Governments around the world raise significant amounts of capital by issuing sovereign bonds in international financial markets. These bonds are typically purchased and traded by foreign investors who seek a profitable return on their investment. The issuing country incurs sovereign debt, which it must repay over a predetermined period of time. Occasionally, sovereigns—typically emerging market governments—become unable or unwilling to repay their sovereign debt.

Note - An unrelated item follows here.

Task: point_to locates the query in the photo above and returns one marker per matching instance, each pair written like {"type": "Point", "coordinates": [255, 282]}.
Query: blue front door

A country’s ability to repay its debt is difficult to assess given the multitude of nonfinancial factors that affect the assessment. As a result, investors are vulnerable to opportunistic defaults which can deprive them of their investment. Additionally, investors cannot collect on their investment through bankruptcy proceedings because a country cannot declare bankruptcy. The financial markets have responded to this challenge with a variety of contractual mechanisms aimed at facilitating a debt restructuring, which will simultaneously lower the sovereign’s debt burden while ensuring that investors receive payment on their investment. Unfortunately, the contractual mechanisms currently utilized in sovereign bond contracts have proven to be inadequate.

This Note begins by explaining sovereign debt and the major problems with the current international sovereign bond market. Next, this Note explores the global community’s various efforts to address these problems thus far and explains why these solutions have proven inadequate. Ultimately, this Note proposes a new contractual mechanism that provides for the creation and use of a new type of trustee to monitor, enforce, and renegotiate sovereign bonds.